Если провести аналогию с автомобилем, то мы, по сути, все это время ездили на автомобилях с иностранными номерами. Соответственно, и техосмотры проходили не в России, а там, за рубежом. И это всех устраивало.
— Почему это устраивало наши авиационные власти?
— Такая система родилась давно, еще в 90-е, и связано это с тем, что был некий переходный период, когда у нас в стране действовало еще старое советское законодательство и не было стандартов эксплуатации иностранных самолетов. Плюс в этих офшорах действует англосаксонская правовая система, по которой собственникам легче защищать свое имущество.

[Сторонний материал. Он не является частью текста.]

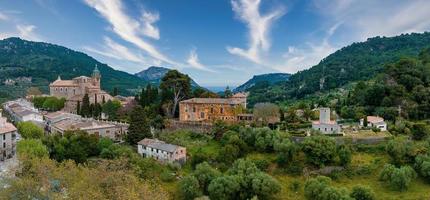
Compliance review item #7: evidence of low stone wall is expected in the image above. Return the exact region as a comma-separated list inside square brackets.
[165, 120, 213, 133]
[291, 136, 389, 144]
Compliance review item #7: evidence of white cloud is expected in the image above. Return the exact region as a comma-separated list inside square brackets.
[187, 49, 214, 72]
[84, 37, 147, 63]
[85, 0, 177, 65]
[227, 0, 285, 63]
[314, 0, 430, 42]
[0, 12, 9, 21]
[142, 11, 160, 40]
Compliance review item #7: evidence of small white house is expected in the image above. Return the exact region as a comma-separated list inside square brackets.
[360, 116, 387, 131]
[137, 138, 187, 164]
[312, 108, 341, 134]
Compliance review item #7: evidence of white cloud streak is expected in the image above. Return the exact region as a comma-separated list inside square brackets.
[85, 0, 177, 65]
[187, 49, 215, 72]
[227, 0, 285, 63]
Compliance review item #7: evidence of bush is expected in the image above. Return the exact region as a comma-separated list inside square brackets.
[160, 170, 175, 182]
[302, 136, 336, 167]
[379, 164, 417, 191]
[350, 186, 375, 200]
[179, 176, 202, 199]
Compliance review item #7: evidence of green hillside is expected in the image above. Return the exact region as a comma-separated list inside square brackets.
[248, 32, 430, 103]
[0, 38, 144, 100]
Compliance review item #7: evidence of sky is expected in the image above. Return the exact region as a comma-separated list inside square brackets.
[0, 0, 430, 87]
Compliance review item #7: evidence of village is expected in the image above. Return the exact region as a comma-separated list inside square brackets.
[0, 67, 389, 164]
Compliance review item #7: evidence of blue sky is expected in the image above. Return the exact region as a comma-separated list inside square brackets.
[0, 0, 430, 86]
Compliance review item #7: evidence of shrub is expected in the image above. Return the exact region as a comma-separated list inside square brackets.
[379, 164, 417, 191]
[350, 185, 375, 200]
[302, 136, 336, 167]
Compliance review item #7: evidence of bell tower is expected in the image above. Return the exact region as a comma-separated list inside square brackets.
[91, 65, 102, 87]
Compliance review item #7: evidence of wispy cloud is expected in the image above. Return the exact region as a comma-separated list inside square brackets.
[227, 0, 285, 63]
[84, 37, 147, 63]
[187, 49, 215, 72]
[314, 0, 430, 41]
[0, 12, 9, 21]
[142, 11, 160, 40]
[85, 0, 177, 65]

Ну а после того, как Запад ввел санкции, администрации Бермуд, Ирландии и прочих офшоров остановили сертификаты летной годности на эти самолеты. Юридически на них летать стало невозможно. Тогда у нас было принято решение перерегистрировать эти самолеты в российский реестр, и в течение месяца практически 90% самолетов были зарегистрированы у нас в стране.
— Что при этом изменилось?
— Это примерно так же, как будто вы сняли с регистрации автомобиль в Московском регионе и поставили на учет в Самарском, поменяли номера и получили новые документы. Стало ли авто от этого более небезопасным. Нет, конечно.
— Но самолеты после перерегистрации все равно числятся в двух местах. И это главная претензия ИКАО.
— Вопрос в том, что эти авиационные офшоры не хотят снимать со своей регистрации эти самолеты, искусственно создавая ситуацию с двойной регистрацией. При этом они заявляют, что, дескать, из-за этого в России небезопасно летать.
Но позвольте, Россия — член ИКАО и всех конвенций. Один из официальных языков ИКАО — русский. Россия имеет очень высокий статус в этой организации, и наши авиационные власти имеют уж точно не меньше прав самостоятельно регистрировать и выдавать сертификаты летной годности, чем Бермуды или Ирландия.
Более того, как вы сказали, эти претензии были указаны в закрытом бюллетене ИКАО. Если бы на самом деле самолеты в России эксплуатировались небезопасно, это значилось бы не в закрытом документе. Мы бы уже официально и открыто получили от ИКАО «красную карточку».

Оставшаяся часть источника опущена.